Washington D.C.-based Riggs Bank was fined $25 million last month for failing to report suspicious transactions made by its customer, the Embassy of Saudi Arabia. Stipano told the House Financial Services Subcommittee on Oversight and Investigations that “with hindsight it turns out that decisions we made were not the correct ones” in the Riggs case.

“It is clear that the supervisory actions that we previously took against the bank were not sufficient to achieve satisfactory and timely compliance with the BSA, that more probing inquiry should have been made into the bank’s high risk accounts, and that stronger, more forceful enforcement action should have been taken sooner,” Stipano said. He noted that the OCC “trusted management too much to get the problems fixed.” He told members that while efforts were made at Riggs to fix problems, “the effort took a long time and it took longer than it should have…we were willing to give management too much slack.”

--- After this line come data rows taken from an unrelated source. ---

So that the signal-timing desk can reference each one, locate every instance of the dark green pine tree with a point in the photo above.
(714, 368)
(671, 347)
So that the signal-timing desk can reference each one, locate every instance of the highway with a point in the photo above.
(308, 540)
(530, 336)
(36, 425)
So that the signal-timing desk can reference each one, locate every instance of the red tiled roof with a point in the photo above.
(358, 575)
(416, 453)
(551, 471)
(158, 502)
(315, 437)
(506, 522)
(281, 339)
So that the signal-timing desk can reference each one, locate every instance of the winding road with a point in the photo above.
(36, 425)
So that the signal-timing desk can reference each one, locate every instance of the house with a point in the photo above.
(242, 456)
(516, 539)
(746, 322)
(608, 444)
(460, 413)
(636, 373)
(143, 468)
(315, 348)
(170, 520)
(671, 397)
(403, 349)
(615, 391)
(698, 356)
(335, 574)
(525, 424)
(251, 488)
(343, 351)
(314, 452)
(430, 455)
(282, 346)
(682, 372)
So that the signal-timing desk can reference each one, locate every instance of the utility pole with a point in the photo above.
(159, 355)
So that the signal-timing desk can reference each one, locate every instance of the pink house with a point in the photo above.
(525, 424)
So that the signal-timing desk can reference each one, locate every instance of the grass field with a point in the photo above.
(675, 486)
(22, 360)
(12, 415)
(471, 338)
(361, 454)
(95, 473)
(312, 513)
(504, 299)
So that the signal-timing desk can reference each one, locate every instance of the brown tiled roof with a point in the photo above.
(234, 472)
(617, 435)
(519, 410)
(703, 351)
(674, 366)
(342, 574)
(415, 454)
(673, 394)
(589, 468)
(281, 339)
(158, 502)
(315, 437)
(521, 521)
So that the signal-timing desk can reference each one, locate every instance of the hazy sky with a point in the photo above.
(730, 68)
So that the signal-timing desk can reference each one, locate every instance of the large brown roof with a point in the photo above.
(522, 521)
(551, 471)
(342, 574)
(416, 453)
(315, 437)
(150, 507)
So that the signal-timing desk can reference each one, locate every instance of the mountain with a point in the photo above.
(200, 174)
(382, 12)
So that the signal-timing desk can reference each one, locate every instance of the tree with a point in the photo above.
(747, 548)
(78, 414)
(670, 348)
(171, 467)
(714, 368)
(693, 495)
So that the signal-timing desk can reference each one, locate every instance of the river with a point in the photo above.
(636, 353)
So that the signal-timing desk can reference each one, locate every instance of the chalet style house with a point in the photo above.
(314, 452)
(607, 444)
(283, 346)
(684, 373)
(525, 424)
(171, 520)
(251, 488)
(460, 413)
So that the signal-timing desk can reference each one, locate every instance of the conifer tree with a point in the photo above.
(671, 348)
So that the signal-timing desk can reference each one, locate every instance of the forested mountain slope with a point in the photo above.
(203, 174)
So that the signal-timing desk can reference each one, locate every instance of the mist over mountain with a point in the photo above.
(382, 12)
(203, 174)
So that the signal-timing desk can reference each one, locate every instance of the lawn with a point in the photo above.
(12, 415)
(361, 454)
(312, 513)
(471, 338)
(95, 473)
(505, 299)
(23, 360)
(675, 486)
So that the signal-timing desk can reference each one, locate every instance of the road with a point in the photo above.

Stipano noted that Riggs had been cited for deficiencies in its BSA compliance program as far back as 1997, but he added that the deficiencies were “ somewhat technical in nature” and wouldn’t normally have required formal enforcement actions. In January 2003, however, the OCC conducted an extensive examination of Riggs’ Saudi accounts, which “discovered all sorts of problems,” Stipano said. This information was shared with the Federal Bureau of Investigation (FBI), and the case was referred to the Financial Crimes Enforcement Network (FinCEN).

   
       
 

Meanwhile, the OCC was taken to task by subcommittee chairwoman Rep. Sue Kelly, R-N.Y., for what she described as regulatory “dawdling.” Kelly told Stipano that “you knew about these problems three years before 9/11, (and) even after that wake-up call it took another two years before you got a full-time examiner on site and the violations were still continuing with your full-time examiner.” Stipano said the OCC had underestimated the risk in embassy bank accounts. Prior to September 11, 2001 embassy accounts were not viewed by the OCC as high-risk accounts, he said. The events of September 11, 2001 turned the regulatory world on its head, Stipano said.

Asked to assess the OCC’s current ability to oversee compliance with the BSA, Stipano responded by noting that since 1998 the government has taken 78 formal enforcement actions based in whole or part on BSA violations. “Some of those cases are among the most significant anti-money laundering cases that the U.S. government has ever brought, and the OCC played a key role in those cases.” He added that due to the OCC’s vigilance, most banks have excellent BSA compliance programs, and some of the largest national banks have programs that are among the best in the world.